Hey @Ifrahkhanyaree_WMDE 👋 Result here is 7.47% of queries for 90 days from 2024/08/24 with the notebook for the work being T377704_wd_inverse_statement_queries.ipynb.

Note that the value here is going to be a bit higher than what it actually is because removing values and bind queries that are replacing the subject from the results is dramatically/preventatively more complex for non-single statement inverse statement queries. The issues here are detailed in the notes, with the gist being that if the query is more than one statement, then we can't assert that the values or bind operation is being done on the subject (meaning the query should not be included in here as the query actually does include a valid QID for the subject). The way that we do this for single statement queries is the following:

  • Check that the query text includes 'values' or 'bind'
  • Assert that there are only four nodes (subject, predicate, object and a fourth node for the values or bind element)
  • Assert that the subject node appears twice (i.e. that the nodes above actually are subject x2, predicate and object meaning that the missing element is the subject again and that's what's being set by values or bind)
  • That the subject is not an entity comes from another conditional

If we expand this to two ore more statements, then the "simple" method above gets really messy. I did look into the above with eight nodes and checking that both subjects from a two statement query appear twice in the nodes, but we were getting back queries that did include inverse statements meaning they shouldn't be removed.

It's hard to estimate the full tail of multi-statement values and bind queries, but with the assumption being that most single statement queries will be a lot of the subject replacement traffic, I'm hoping that the percent above would be enough for an impression here. I can of course look into it more :)

Thanks so much for this @AndrewTavis_WMDE! Since this is a little out of my zone of expertise, I need some more clarification

I did look into the above with eight nodes and checking that both subjects from a two statement query appear twice in the nodes, but we were getting back queries that did include inverse statements meaning they shouldn't be removed.

So, are you saying that I should somehow consider that inverse queries make up more than the 7% listed above or less? I'm not 100% how to interpret this, apologies!

Hello hello! I'd assume that there is a bit less than 7% and the process of finding other non-inverse values and bind queries to remove as not actually inverse statements is proving to be difficult right now, but can be looked into further. All of these values and bind queries would come up as inverse statements at first, and I'm assuming that we've removed a good amount by removing the single statement ones, but I'm not sure on those that are more than one statement. Can of course look into it if need be :)

Ah got it, thank you. I think this task with it's scope is finished, I'd have to think about what other analyses we need in order to understand whether moving these out would make an impact.

I wonder - is there a relatively easy way to know what kinds of queries are run the most? without having a hypothesis?

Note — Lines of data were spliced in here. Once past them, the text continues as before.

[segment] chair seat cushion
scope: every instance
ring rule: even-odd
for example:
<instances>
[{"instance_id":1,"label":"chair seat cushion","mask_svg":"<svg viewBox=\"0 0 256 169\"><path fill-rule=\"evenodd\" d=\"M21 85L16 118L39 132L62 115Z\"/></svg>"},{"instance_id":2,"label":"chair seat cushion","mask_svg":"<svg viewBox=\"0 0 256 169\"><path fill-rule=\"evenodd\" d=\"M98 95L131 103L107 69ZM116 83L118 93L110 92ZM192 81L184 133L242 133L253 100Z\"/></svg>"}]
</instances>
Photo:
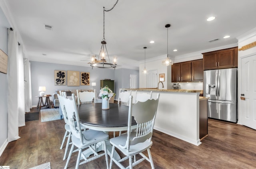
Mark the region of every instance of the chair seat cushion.
<instances>
[{"instance_id":1,"label":"chair seat cushion","mask_svg":"<svg viewBox=\"0 0 256 169\"><path fill-rule=\"evenodd\" d=\"M135 137L136 132L131 133L131 140ZM134 145L130 145L130 151L127 152L126 149L124 149L119 145L124 146L127 140L127 134L121 135L120 136L112 138L110 140L110 143L121 151L126 156L132 156L138 154L142 151L150 148L152 145L152 141L149 141L148 140L143 143L138 143Z\"/></svg>"},{"instance_id":2,"label":"chair seat cushion","mask_svg":"<svg viewBox=\"0 0 256 169\"><path fill-rule=\"evenodd\" d=\"M77 138L75 136L72 135L71 137L72 142L78 148L84 148L88 145L108 139L108 135L100 131L88 130L82 132L82 134L84 136L83 144L82 144L80 142L80 138Z\"/></svg>"}]
</instances>

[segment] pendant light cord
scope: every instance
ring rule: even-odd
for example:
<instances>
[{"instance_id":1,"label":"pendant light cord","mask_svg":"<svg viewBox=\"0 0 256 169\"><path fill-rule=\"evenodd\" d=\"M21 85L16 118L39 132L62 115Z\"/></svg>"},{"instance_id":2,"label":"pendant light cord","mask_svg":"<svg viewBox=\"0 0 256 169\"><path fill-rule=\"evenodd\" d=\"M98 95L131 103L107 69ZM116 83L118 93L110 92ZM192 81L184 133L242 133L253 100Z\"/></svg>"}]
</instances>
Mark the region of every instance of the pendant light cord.
<instances>
[{"instance_id":1,"label":"pendant light cord","mask_svg":"<svg viewBox=\"0 0 256 169\"><path fill-rule=\"evenodd\" d=\"M115 6L116 6L116 4L117 4L118 2L118 0L117 0L115 4L113 6L113 7L112 7L112 8L110 10L105 10L105 7L103 7L103 39L102 39L103 41L105 41L105 12L109 12L113 9L114 8L115 8Z\"/></svg>"}]
</instances>

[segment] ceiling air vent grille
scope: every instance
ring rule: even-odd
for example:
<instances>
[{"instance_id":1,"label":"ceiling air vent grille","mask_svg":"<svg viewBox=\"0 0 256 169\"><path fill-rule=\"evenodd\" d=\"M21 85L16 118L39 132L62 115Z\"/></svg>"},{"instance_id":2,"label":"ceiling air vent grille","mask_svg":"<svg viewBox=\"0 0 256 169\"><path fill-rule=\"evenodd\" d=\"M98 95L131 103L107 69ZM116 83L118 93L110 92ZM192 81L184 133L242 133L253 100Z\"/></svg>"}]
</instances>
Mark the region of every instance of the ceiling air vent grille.
<instances>
[{"instance_id":1,"label":"ceiling air vent grille","mask_svg":"<svg viewBox=\"0 0 256 169\"><path fill-rule=\"evenodd\" d=\"M209 42L212 42L215 41L218 41L219 39L215 39L211 40L210 41L208 41Z\"/></svg>"},{"instance_id":2,"label":"ceiling air vent grille","mask_svg":"<svg viewBox=\"0 0 256 169\"><path fill-rule=\"evenodd\" d=\"M44 28L46 29L52 30L52 26L51 26L50 25L46 25L46 24L45 24Z\"/></svg>"}]
</instances>

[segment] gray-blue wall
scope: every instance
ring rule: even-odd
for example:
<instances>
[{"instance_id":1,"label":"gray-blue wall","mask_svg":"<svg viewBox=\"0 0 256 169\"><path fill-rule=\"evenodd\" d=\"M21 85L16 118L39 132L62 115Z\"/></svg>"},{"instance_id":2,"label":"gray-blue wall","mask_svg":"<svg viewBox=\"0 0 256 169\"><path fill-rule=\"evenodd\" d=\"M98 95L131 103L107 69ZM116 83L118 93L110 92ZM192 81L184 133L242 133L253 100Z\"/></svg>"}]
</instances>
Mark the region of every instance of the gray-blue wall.
<instances>
[{"instance_id":1,"label":"gray-blue wall","mask_svg":"<svg viewBox=\"0 0 256 169\"><path fill-rule=\"evenodd\" d=\"M93 89L91 86L76 86L66 85L54 85L54 70L79 71L90 73L90 83L96 83L94 88L98 94L100 89L100 80L110 79L115 80L115 92L118 94L120 88L129 88L129 74L137 75L137 81L139 82L139 71L129 69L100 69L90 67L74 66L30 61L31 71L31 86L32 91L32 105L37 104L38 98L36 96L39 93L39 86L45 86L46 94L52 94L56 90L64 89ZM117 99L117 97L115 99ZM50 98L52 100L52 98Z\"/></svg>"},{"instance_id":2,"label":"gray-blue wall","mask_svg":"<svg viewBox=\"0 0 256 169\"><path fill-rule=\"evenodd\" d=\"M7 29L10 24L3 11L0 8L0 49L8 55L8 35ZM0 73L0 148L6 141L8 136L8 76L7 74Z\"/></svg>"}]
</instances>

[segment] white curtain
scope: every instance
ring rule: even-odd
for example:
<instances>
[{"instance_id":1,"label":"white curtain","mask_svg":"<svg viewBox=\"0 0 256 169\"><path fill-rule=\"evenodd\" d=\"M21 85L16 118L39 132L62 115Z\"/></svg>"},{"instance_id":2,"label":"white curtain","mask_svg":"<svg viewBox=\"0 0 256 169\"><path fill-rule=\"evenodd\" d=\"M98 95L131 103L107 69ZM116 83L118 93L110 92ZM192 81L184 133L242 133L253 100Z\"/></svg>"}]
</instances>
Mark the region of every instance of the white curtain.
<instances>
[{"instance_id":1,"label":"white curtain","mask_svg":"<svg viewBox=\"0 0 256 169\"><path fill-rule=\"evenodd\" d=\"M10 142L20 138L18 127L25 125L25 96L22 48L18 47L16 31L10 29L8 55L8 141Z\"/></svg>"},{"instance_id":2,"label":"white curtain","mask_svg":"<svg viewBox=\"0 0 256 169\"><path fill-rule=\"evenodd\" d=\"M18 47L14 30L8 29L8 141L19 136Z\"/></svg>"},{"instance_id":3,"label":"white curtain","mask_svg":"<svg viewBox=\"0 0 256 169\"><path fill-rule=\"evenodd\" d=\"M18 41L17 42L18 43ZM25 126L25 89L24 84L24 65L23 51L21 45L18 46L18 106L19 110L19 127ZM29 112L29 111L27 112Z\"/></svg>"}]
</instances>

We can also have this conversation somewhere else and we can consider this done

I wonder - is there a relatively easy way to know what kinds of queries are run the most? without having a hypothesis?

I'd say that what was done in T370853: [Analytics] [WDQS SEG M1] Identify queries that retrieve Items based on a simple statement and related tasks that lead to the values in wmde.wd_query_segments_daily is kind of the baseline that we could work from. By that I mean segmenting based on the structures that are available to us from the parsed query table (link to Data Hub) - so the number of triples, the number of nodes, the operators used, etc. Going from the query text itself is really hard as we can see that people can write queries in different ways that end up with the same results.

We can certainly discuss if there are metadata structures that could be explored further. Writing regular expressions to parse the queries themselves though should be avoided as there are so many variations that the subsets get quite messy.